Harry Barnes, em sua obra An introduction to the history of sociology, na qual reúne ensaios de diversos autores, dedica um longo capítulo sobre os sociólogos em países germânicos, traçando um panorama que engloba o pensamento de W. Wundt, o sistema sociológico de F. Tönnies (“comunidade e sociedade”), as formas de interação social de G. Simmel, a análise sociológica de Max Weber (por Talcott Parsons), a filosofia social e econômica de W. Sombart (a sociologia do capitalismo), entre outros.
Em 1872, na Alemanha, foi fundada por G. Schmoller a Associação para a Política Social, de “tendência reformista”, e para a qual Max Weber23 realizou o primeiro estudo sobre os camponeses da Prússia: A situação dos trabalhadores rurais na Alemanha a leste do Rio Elba (1890-91). “Essa primeira obra sua no campo da economia política, de 900 páginas, foi escrita com a rapidez de um raio, enquanto Weber dava seus primeiros cursos de direito” (Weber, 2003, pp. 156-165). Este fundou, em 1903, com E. Jaffe e W. Sombart, a revista Arquivos de Ciências Sociais e de Política Social, na qual escreve, no ano seguinte, um “manifesto” em favor da “objetividade do conhecimento” e sua obra clássica: “A Ética Protestante e o Espírito do Capitalismo. Sua posição sobre a “[...] neutralidade do sábio diante da intervenção estatal vai colocá-lo em minoria na Associação que defendia a intervenção dos cientistas na vida política e econômica” (Durand; Weil, 2006, p. 42)24. Nesse período, “o estatuto da sociologia permanece muito tempo problemático”: Weber somente ocupará tardiamente uma cátedra de Sociologia (1919). Quanto a Ferdinand Tönnies, este não consegue uma cátedra de filosofia, associa-se ao Institut International de Sociologie de Worms e somente em 1913 chega a ensinar sociologia. Simmel25 não conseguiu a cátedra a que aspirava na Universidade de Berlim e teve de assumir, em 1914, uma de filosofia e sociologia na Universidade de Estrasburgo.
Na Alemanha, a principal “concorrência disciplinar” foi entre a sociologia e a história:
A sociologia em moda na Europa ocidental enfrenta na Alemanha uma recusa política, porque não somente admitia a ruptura escandalosa entre a sociedade e o Estado, mas chegava até a aprová-la como condição necessária de seu direito à existência científica. Ela provocava, além disso, uma reação proveniente da teoria das ciências porque questionava o caráter específico dos fenômenos históricos e se arrogava ao papel de concorrente da historiografia. (Lepenies, 1990, p. 234)
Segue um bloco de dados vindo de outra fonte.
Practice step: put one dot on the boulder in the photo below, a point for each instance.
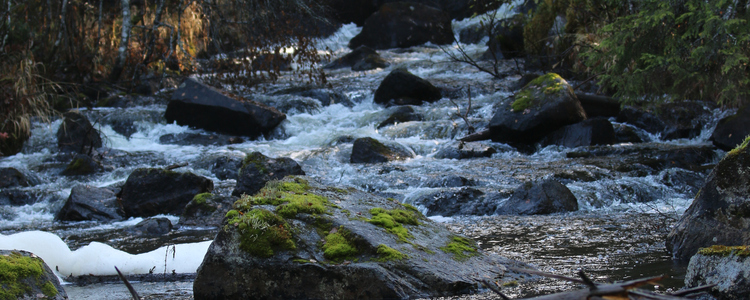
(150, 191)
(401, 87)
(732, 130)
(400, 115)
(298, 239)
(461, 150)
(361, 59)
(88, 203)
(76, 134)
(206, 210)
(370, 150)
(540, 197)
(720, 213)
(402, 25)
(82, 164)
(198, 105)
(726, 267)
(26, 276)
(544, 105)
(590, 132)
(257, 169)
(151, 227)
Em 1919, por iniciativa de Max Weber, organizou-se o primeiro departamento de sociologia na Universidade Louis-et-Maximilien de Munique.
A constituição histórica das ciências sociais na Europa, portanto, relaciona-se diretamente à progressiva implantação das condições de exercício profissional e legitimação da prática científica como um elemento de diferenciação interna ao campo cultural (Charle, 1990). Nesse processo, são determinantes as transformações econômicas, políticas educacionais e científicas, a concorrência internacional e as novas condições políticas que pautam os modelos de definição da atividade intelectual (Charle, 2001). Isso ocorre, principalmente, pelo confronto entre o espaço de inserção e diversificação disciplinar e o tradicional, controlado por forças políticas, econômicas e intelectuais, buscando continuamente reduzir a progressiva autonomização do campo cultural e universitário aos imperativos externos e ao poder temporal (Bourdieu, 1984; Charle, 1994; Karady, 1976).
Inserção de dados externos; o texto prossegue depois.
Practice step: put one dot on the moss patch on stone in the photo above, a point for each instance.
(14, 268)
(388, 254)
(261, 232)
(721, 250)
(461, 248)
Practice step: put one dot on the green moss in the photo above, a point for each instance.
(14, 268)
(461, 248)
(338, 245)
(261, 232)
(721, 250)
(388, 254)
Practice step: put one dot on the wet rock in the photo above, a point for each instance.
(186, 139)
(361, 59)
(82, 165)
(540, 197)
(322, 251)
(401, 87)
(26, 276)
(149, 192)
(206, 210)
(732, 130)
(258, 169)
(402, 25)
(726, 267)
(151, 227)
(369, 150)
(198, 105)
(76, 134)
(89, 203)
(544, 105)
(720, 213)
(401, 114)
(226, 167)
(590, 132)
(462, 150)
1.2 A institucionalização da sociologia nas universidades americanas
No período aqui analisado, o desenvolvimento da sociologia americana pode ser dividido em três fases: 1) nas duas últimas décadas do século XIX começam os cursos de sociologia em diversas universidades; 2) de 1900 e 1920, a sociologia se difundiu nas faculdades de humanidades e nas letras e, em 1905, foi criada a American Sociological Society; 3) 1920 a 1935 é a fase da “consolidação”, quando foram instituídos os mais importantes centros de ensino e pesquisa, ampliaram-se os cursos de graduação e de pós-graduação, multiplicaram-se as revistas especializadas, a formação de equipes de pesquisa, os contatos internacionais e o desenvolvimento de subdisciplinas especializadas (Eufrasio, 1995). Nesse período, veio a predominar a orientação que se desenvolveu em Chicago, caracterizada por uma ecologia humana e uma psicossociologia avant la lettre, e, secundariamente, a orientação surgida em Colúmbia; na década de 1930, pelo prestígio e a importância que ganhou dentro e fora dos círculos acadêmicos, a sociologia veio a ser conhecida como “a ciência americana”, difundindo-se e influenciando a sociologia de outros países.
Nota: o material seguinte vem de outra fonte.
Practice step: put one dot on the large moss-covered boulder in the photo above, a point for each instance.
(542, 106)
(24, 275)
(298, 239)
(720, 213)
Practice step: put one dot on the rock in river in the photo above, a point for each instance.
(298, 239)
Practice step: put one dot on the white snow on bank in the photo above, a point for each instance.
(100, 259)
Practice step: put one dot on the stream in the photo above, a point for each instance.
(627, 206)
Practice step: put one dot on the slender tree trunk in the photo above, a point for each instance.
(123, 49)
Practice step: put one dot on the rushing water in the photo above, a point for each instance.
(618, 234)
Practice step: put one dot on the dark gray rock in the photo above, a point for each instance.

Nos Estados Unidos, a sociologia foi ensinada pela primeira vez na Universidade de Kansas26. Frank Blackmar (1854-1931), após ter feito seu PhD na Universidade John Hopkins, foi professor no departamento de história e sociologia (1899) e depois no departamento de sociologia e economia (1899-1912), tendo sido chefe do departamento de sociologia, de 1899 a 1912. Ele escreveu, em 1907, um dos primeiros livros da nova disciplina: Elements of Sociology27. O termo sociologia já era utilizado por professores de outras universidades americanas, tais como Grahan Summer, em Yale, desde 1876, e na Universidade de Colúmbia, em Nova York, a partir de 1890. Mas foi em 1892, na Universidade de Chicago, fundada com apoio de evangélicos e da filantropia capitalista, que houve a mais importante presença institucional da sociologia. Albion W. Small (1854-1926)28, colega de Blackmar na Universidade John Hopkins, dirigiu o primeiro departamento da disciplina por três décadas e escreveu o primeiro manual sobre o assunto (1894). Para ele, a sociologia era uma ciência positiva, embora procurasse se afastar da influência de A. Comte e praticasse uma espécie de “sociologia histórica”, por influência de Marx nos seus estudos na Alemanha. Small fundou a revista American Journal of Sociology (1896) que, em suas primeiras edições, foi “muito aberta à sociologia europeia”, publicando artigos de Georg Simmel e da Escola de Le Play.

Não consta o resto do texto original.